La décision de ne pas réaliser un certain nombre d’éléments du projet des boulevards a fait l’objet d’une polémique au conseil municipal.
Le choix de l’adjoint chargé des travaux de supprimer les « fontaines sèches » procède de deux raisons majeures : accélérer un chantier qui a déjà trop duré et en réduire le coût. J’entends ces arguments et si je n’ai pas les compétences pour juger de la pertinence de ce choix en matière d’urbanisme, je comprends que les concepteurs du projet initial puissent déplorer ce qu’ils considèrent comme une dénaturation de leur travail. Je suis par contre étonné des cris de protestation des membres de l’ancienne majorité contestant les décisions de la nouvelle équipe.

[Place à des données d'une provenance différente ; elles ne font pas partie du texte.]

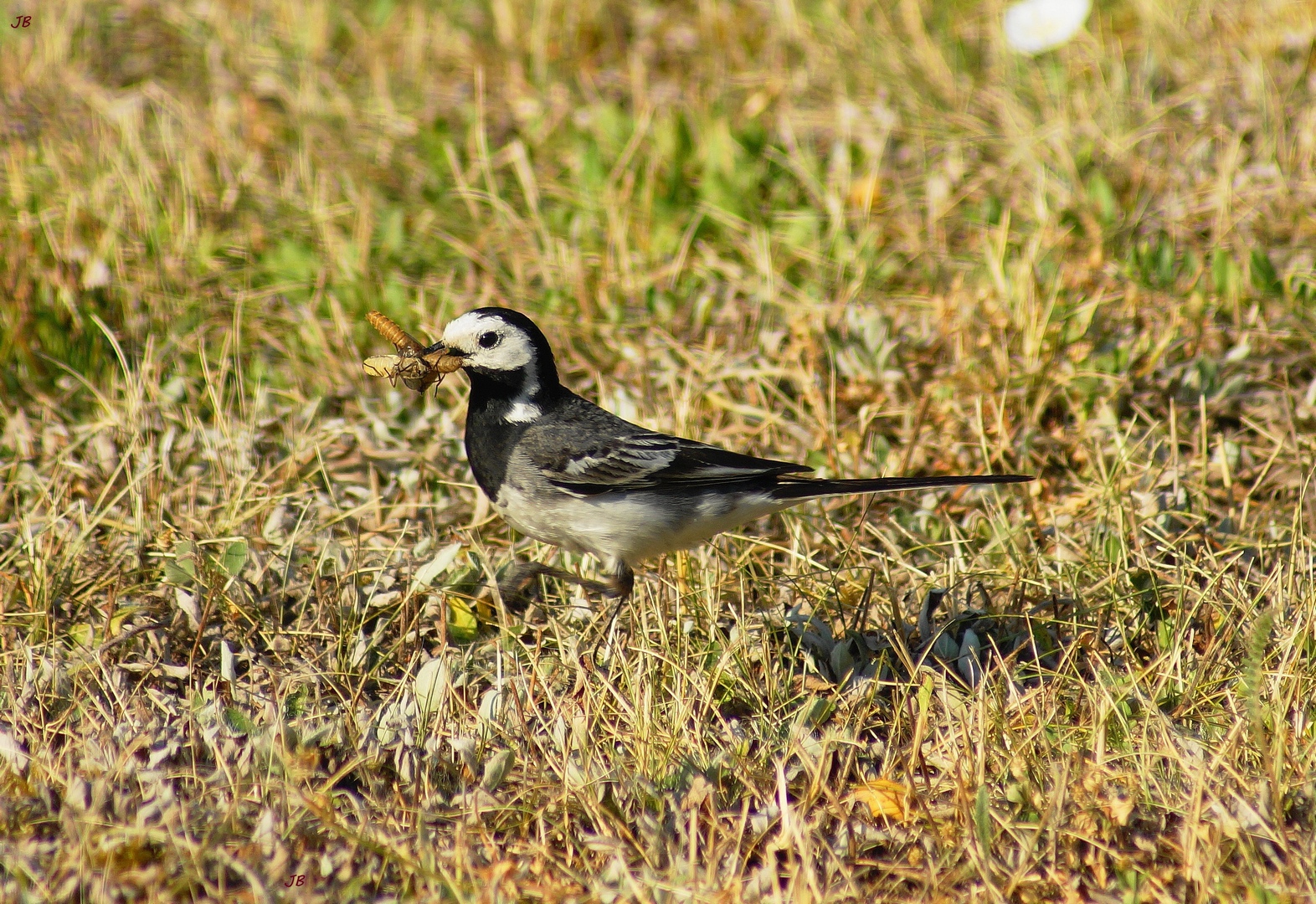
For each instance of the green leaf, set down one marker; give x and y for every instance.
(982, 820)
(234, 557)
(237, 722)
(295, 704)
(462, 624)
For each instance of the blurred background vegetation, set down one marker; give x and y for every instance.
(177, 169)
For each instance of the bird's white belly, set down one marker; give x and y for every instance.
(627, 526)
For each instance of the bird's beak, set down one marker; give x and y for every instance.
(442, 358)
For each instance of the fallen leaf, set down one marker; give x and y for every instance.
(885, 798)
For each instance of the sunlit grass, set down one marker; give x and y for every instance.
(862, 236)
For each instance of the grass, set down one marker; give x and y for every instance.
(858, 234)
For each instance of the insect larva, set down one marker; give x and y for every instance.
(402, 340)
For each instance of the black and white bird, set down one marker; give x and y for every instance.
(565, 471)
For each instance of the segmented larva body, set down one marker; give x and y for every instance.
(402, 340)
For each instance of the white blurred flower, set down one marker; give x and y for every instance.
(432, 683)
(1037, 25)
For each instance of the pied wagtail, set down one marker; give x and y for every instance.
(565, 471)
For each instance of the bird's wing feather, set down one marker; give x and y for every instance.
(644, 460)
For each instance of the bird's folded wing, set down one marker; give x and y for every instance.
(648, 460)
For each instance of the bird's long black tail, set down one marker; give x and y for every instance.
(807, 489)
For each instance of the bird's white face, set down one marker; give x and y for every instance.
(490, 344)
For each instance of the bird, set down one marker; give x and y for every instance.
(565, 471)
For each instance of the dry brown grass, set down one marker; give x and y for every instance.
(860, 234)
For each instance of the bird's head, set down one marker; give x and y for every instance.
(503, 347)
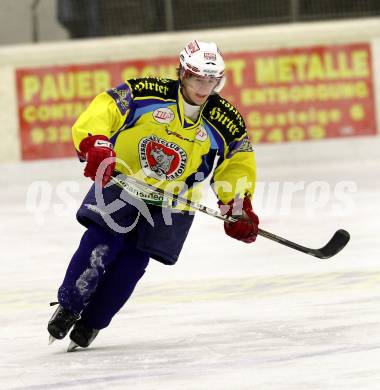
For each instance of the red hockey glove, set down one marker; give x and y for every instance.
(94, 149)
(246, 227)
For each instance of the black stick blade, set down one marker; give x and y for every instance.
(338, 241)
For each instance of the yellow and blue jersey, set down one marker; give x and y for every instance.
(154, 141)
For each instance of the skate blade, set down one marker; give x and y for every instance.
(72, 346)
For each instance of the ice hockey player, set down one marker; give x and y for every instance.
(165, 132)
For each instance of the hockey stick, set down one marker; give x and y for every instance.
(338, 241)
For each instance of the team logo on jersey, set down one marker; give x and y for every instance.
(201, 134)
(163, 115)
(160, 159)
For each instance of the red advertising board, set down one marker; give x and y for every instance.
(284, 95)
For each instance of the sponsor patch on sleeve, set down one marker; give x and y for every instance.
(243, 145)
(122, 96)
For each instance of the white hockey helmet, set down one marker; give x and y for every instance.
(203, 59)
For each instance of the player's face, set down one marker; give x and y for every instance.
(196, 89)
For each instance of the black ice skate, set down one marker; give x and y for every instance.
(60, 323)
(81, 336)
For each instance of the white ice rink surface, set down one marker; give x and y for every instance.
(227, 315)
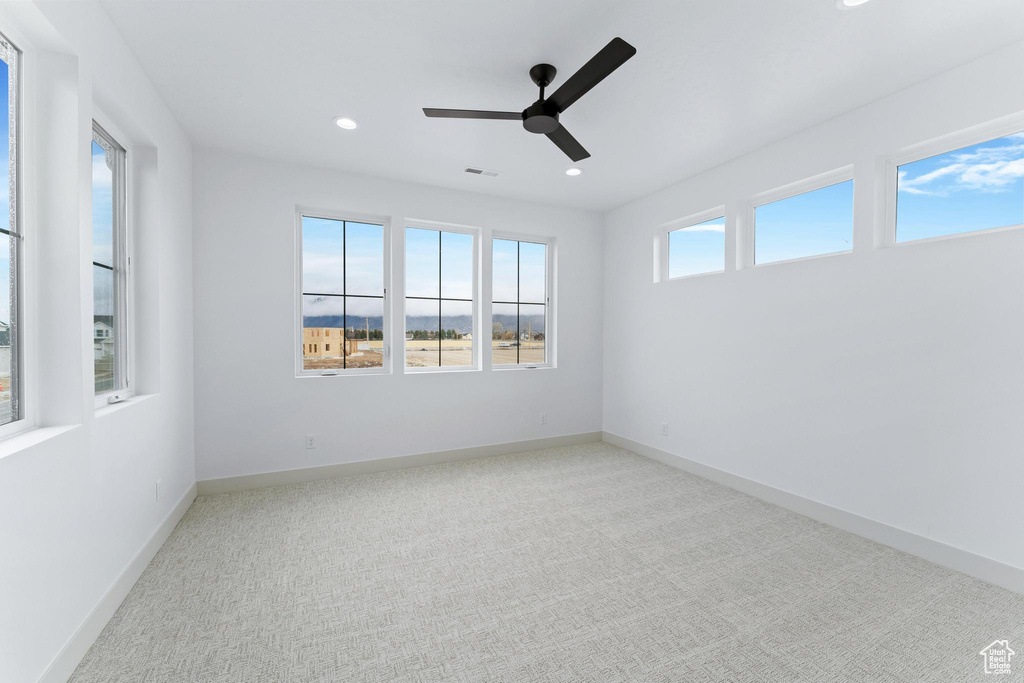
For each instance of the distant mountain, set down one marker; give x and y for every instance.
(461, 324)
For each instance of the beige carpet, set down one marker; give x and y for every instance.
(584, 563)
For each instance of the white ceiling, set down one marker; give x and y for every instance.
(712, 80)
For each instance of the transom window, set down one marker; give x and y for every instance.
(976, 187)
(439, 293)
(811, 223)
(110, 264)
(697, 249)
(343, 293)
(10, 227)
(520, 303)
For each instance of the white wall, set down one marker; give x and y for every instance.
(251, 411)
(886, 382)
(77, 496)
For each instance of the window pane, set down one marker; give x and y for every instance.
(505, 270)
(323, 323)
(531, 333)
(9, 314)
(532, 271)
(422, 345)
(103, 330)
(422, 262)
(365, 333)
(504, 334)
(457, 265)
(7, 367)
(816, 222)
(102, 206)
(364, 259)
(697, 249)
(323, 246)
(972, 188)
(457, 338)
(108, 253)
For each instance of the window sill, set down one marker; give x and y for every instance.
(799, 259)
(440, 371)
(956, 236)
(111, 409)
(363, 372)
(31, 437)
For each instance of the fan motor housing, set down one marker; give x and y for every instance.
(540, 118)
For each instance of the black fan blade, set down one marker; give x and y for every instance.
(567, 143)
(472, 114)
(611, 56)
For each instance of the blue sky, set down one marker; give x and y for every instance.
(972, 188)
(4, 200)
(102, 232)
(438, 264)
(816, 222)
(697, 249)
(337, 257)
(531, 261)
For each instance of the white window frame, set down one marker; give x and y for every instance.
(951, 142)
(351, 217)
(477, 326)
(122, 253)
(23, 417)
(748, 246)
(549, 307)
(681, 224)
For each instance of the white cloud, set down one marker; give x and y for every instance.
(702, 227)
(986, 169)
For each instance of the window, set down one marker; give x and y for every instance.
(110, 262)
(519, 313)
(815, 222)
(10, 258)
(975, 187)
(342, 291)
(697, 249)
(439, 285)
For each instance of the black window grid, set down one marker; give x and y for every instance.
(439, 299)
(518, 303)
(344, 295)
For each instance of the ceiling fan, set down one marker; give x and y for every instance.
(542, 116)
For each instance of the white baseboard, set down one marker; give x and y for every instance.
(265, 479)
(67, 660)
(958, 559)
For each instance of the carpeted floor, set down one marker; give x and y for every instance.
(584, 563)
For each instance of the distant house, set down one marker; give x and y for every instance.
(102, 337)
(4, 349)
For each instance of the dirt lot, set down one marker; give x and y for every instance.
(371, 358)
(424, 354)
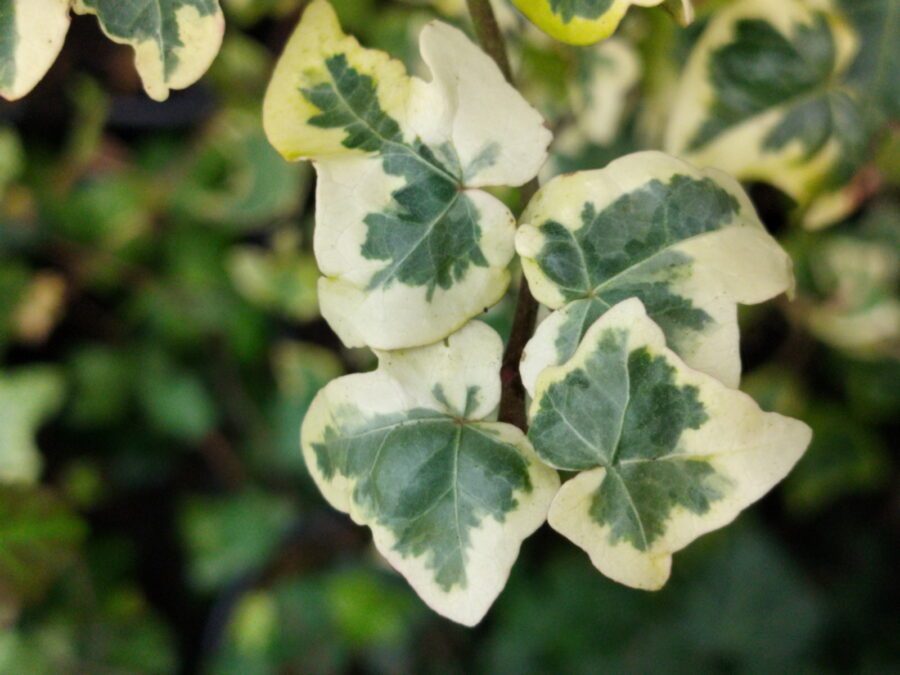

Rappelons en effet qu’ils se sont, quant à eux, livrés, sans scrupules apparents, à une dénaturation majeure du projet initial. Celui-ci prévoyait le maintien des arbres en place : tilleuls et platanes, et organisait la gestion du patrimoine végétal des boulevards sur une vingtaine d’années avec remplacement progressif des arbres malades. (L’expertise montrait que plus de 80 % de ceux-ci étaient sains). On sait ce qu’il advint de ce véritable patrimoine livré à la tronçonneuse et abattu en quelques jours !
Renoncer à mettre en place des fontaines, même si cela est probablement dommage pour l’esthétique de l’ensemble, constitue une modification marginale sans commune mesure avec le saccage inutile d’un patrimoine séculaire.
Ceux qui ont fait abattre les arbres sains qui devaient subsister n’ont pas vraiment beaucoup de leçons à donner quant à la gestion de la fin du chantier.